E questo fatto sconvolse a tal punto Maeglin che il suo cuore si volse all’oscurità, ora più che mai desideroso di avere vendetta verso Tuor e verso Idril, della quale si diceva che, se non poteva appartenere a lui, non sarebbe appartenuta a nessun altro. Ma nulla rivelò per un certo periodo, impegnato com’era nella ricerca di miniere sempre più profonde e inaccessibili.

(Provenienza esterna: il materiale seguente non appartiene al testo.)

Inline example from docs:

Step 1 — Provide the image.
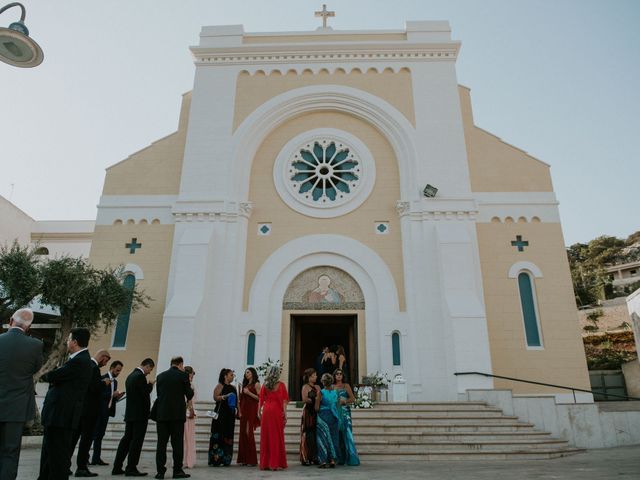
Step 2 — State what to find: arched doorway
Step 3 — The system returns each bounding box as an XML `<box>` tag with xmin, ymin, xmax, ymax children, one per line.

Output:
<box><xmin>282</xmin><ymin>266</ymin><xmax>365</xmax><ymax>399</ymax></box>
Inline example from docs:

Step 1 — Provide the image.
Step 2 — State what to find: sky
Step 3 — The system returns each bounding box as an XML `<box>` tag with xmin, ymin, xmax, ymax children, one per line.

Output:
<box><xmin>0</xmin><ymin>0</ymin><xmax>640</xmax><ymax>245</ymax></box>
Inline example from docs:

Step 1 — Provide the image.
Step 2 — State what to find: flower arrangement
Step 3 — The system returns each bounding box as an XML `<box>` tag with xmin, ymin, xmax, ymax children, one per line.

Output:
<box><xmin>256</xmin><ymin>358</ymin><xmax>282</xmax><ymax>379</ymax></box>
<box><xmin>362</xmin><ymin>372</ymin><xmax>391</xmax><ymax>389</ymax></box>
<box><xmin>353</xmin><ymin>385</ymin><xmax>375</xmax><ymax>408</ymax></box>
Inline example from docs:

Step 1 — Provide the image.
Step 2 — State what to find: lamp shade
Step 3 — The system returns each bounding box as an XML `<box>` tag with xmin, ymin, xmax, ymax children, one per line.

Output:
<box><xmin>0</xmin><ymin>22</ymin><xmax>44</xmax><ymax>68</ymax></box>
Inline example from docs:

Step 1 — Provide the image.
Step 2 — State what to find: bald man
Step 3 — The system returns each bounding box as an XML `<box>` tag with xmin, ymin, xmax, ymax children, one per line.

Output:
<box><xmin>0</xmin><ymin>308</ymin><xmax>42</xmax><ymax>480</ymax></box>
<box><xmin>71</xmin><ymin>350</ymin><xmax>111</xmax><ymax>477</ymax></box>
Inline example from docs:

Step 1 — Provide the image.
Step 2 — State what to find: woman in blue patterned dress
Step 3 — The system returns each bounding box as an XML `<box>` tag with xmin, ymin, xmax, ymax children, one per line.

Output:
<box><xmin>316</xmin><ymin>373</ymin><xmax>340</xmax><ymax>468</ymax></box>
<box><xmin>333</xmin><ymin>368</ymin><xmax>360</xmax><ymax>466</ymax></box>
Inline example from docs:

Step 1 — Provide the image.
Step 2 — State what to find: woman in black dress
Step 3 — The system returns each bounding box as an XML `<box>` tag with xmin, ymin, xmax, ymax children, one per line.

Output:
<box><xmin>300</xmin><ymin>368</ymin><xmax>320</xmax><ymax>466</ymax></box>
<box><xmin>209</xmin><ymin>368</ymin><xmax>238</xmax><ymax>467</ymax></box>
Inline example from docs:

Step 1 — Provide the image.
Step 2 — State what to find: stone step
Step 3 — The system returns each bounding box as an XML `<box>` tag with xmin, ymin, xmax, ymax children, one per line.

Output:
<box><xmin>104</xmin><ymin>429</ymin><xmax>552</xmax><ymax>441</ymax></box>
<box><xmin>195</xmin><ymin>402</ymin><xmax>500</xmax><ymax>413</ymax></box>
<box><xmin>97</xmin><ymin>441</ymin><xmax>583</xmax><ymax>462</ymax></box>
<box><xmin>103</xmin><ymin>435</ymin><xmax>567</xmax><ymax>453</ymax></box>
<box><xmin>103</xmin><ymin>402</ymin><xmax>580</xmax><ymax>462</ymax></box>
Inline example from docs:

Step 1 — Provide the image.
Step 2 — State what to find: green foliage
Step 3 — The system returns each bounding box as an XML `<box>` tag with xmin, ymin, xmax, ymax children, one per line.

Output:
<box><xmin>41</xmin><ymin>257</ymin><xmax>149</xmax><ymax>332</ymax></box>
<box><xmin>567</xmin><ymin>231</ymin><xmax>640</xmax><ymax>306</ymax></box>
<box><xmin>0</xmin><ymin>242</ymin><xmax>42</xmax><ymax>322</ymax></box>
<box><xmin>0</xmin><ymin>244</ymin><xmax>151</xmax><ymax>380</ymax></box>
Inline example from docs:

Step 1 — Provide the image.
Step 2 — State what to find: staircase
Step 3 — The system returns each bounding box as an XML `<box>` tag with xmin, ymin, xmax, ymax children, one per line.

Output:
<box><xmin>103</xmin><ymin>402</ymin><xmax>582</xmax><ymax>462</ymax></box>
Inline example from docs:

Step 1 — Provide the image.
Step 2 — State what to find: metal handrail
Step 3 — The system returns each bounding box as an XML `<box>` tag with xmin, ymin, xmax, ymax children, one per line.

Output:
<box><xmin>454</xmin><ymin>372</ymin><xmax>640</xmax><ymax>403</ymax></box>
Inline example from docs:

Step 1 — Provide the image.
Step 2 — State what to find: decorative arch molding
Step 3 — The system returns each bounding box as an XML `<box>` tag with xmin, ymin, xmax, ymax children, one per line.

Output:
<box><xmin>229</xmin><ymin>85</ymin><xmax>420</xmax><ymax>199</ymax></box>
<box><xmin>238</xmin><ymin>64</ymin><xmax>411</xmax><ymax>76</ymax></box>
<box><xmin>123</xmin><ymin>263</ymin><xmax>144</xmax><ymax>282</ymax></box>
<box><xmin>249</xmin><ymin>234</ymin><xmax>399</xmax><ymax>370</ymax></box>
<box><xmin>509</xmin><ymin>262</ymin><xmax>542</xmax><ymax>278</ymax></box>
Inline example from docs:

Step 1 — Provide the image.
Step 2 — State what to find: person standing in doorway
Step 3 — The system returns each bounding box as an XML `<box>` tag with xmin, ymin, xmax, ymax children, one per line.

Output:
<box><xmin>0</xmin><ymin>308</ymin><xmax>42</xmax><ymax>480</ymax></box>
<box><xmin>300</xmin><ymin>368</ymin><xmax>320</xmax><ymax>466</ymax></box>
<box><xmin>39</xmin><ymin>328</ymin><xmax>93</xmax><ymax>480</ymax></box>
<box><xmin>111</xmin><ymin>358</ymin><xmax>155</xmax><ymax>477</ymax></box>
<box><xmin>333</xmin><ymin>368</ymin><xmax>360</xmax><ymax>466</ymax></box>
<box><xmin>156</xmin><ymin>357</ymin><xmax>193</xmax><ymax>478</ymax></box>
<box><xmin>91</xmin><ymin>360</ymin><xmax>124</xmax><ymax>465</ymax></box>
<box><xmin>316</xmin><ymin>373</ymin><xmax>340</xmax><ymax>468</ymax></box>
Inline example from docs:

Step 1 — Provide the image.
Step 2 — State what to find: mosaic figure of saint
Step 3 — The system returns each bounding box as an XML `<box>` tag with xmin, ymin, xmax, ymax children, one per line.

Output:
<box><xmin>307</xmin><ymin>275</ymin><xmax>342</xmax><ymax>303</ymax></box>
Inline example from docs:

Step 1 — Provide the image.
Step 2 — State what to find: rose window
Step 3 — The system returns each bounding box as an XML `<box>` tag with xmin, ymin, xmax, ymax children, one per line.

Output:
<box><xmin>287</xmin><ymin>139</ymin><xmax>362</xmax><ymax>207</ymax></box>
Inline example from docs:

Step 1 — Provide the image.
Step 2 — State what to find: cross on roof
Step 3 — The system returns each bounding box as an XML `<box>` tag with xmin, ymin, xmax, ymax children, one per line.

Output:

Così un giorno si spinse talmente lontano da Gondolin da essere avvistato da spie di Morgoth, sempre intente a cercare l’ubicazione del Reame Celato che l’Oscuro Signore sospettava trovarsi intorno ai Monti Cerchianti. Catturato dagli Orchi e trascinato ad Angband, fu condotto di fronte a Morgoth, che gli promise la Signoria su Gondolin e la mano di Idril in cambio delle indicazioni su come raggiungere la città. Ed egli accettò, commettendo uno dei più gravi tradimenti che la Storia degli Eldar ricordi, secondo per gravità solo ai Fratricidi commessi dai figli di Fëanor a seguito del Giuramento ch’essi avevano pronunciato.

Morgoth lo fece liberare, ed egli tornò a Gondolin in attesa di quella che pregustava come la propria vendetta. Eppure molti, tra cui Idril stessa, notarono in lui un cambiamento. Ed ella decise di costruire una via di fuga segreta dalla città, avendo cura che nessuno, se non le persone più fidate, ne fossero a conoscenza. Passarono forse quindici o vent’anni, e i piani di Morgoth giunsero al proprio compimento: Gondolin fu cinta d’assedio e attaccata da Draghi, Balrog e Orchi, e tutta la sua popolazione fu sterminata, nonostante gli atti d’eroismo compiuti dai suoi Signori come Ecthelion della Fonte e Rog del Martello d’Ira.
E durante l’assalto Maeglin tentò di rapire Idril e suo figlio Eärendil, poco più che infante. Ma Tuor si precipitò al loro soccorso, e affrontò Maeglin in singolar tenzone sulle mura della città in fiamme. L’Uomo ebbe la meglio, e lo gettò dalle mura come suo padre aveva profetizzato molti anni prima: e il suo corpo rimbalzò tre volte contro il costone della montagna prima di essere consumato dalle fiamme sottostanti.
Così morì Maeglin il Traditore, il cui nome sarà per sempre legato alla fine della più bella tra le città elfiche della Terra di Mezzo.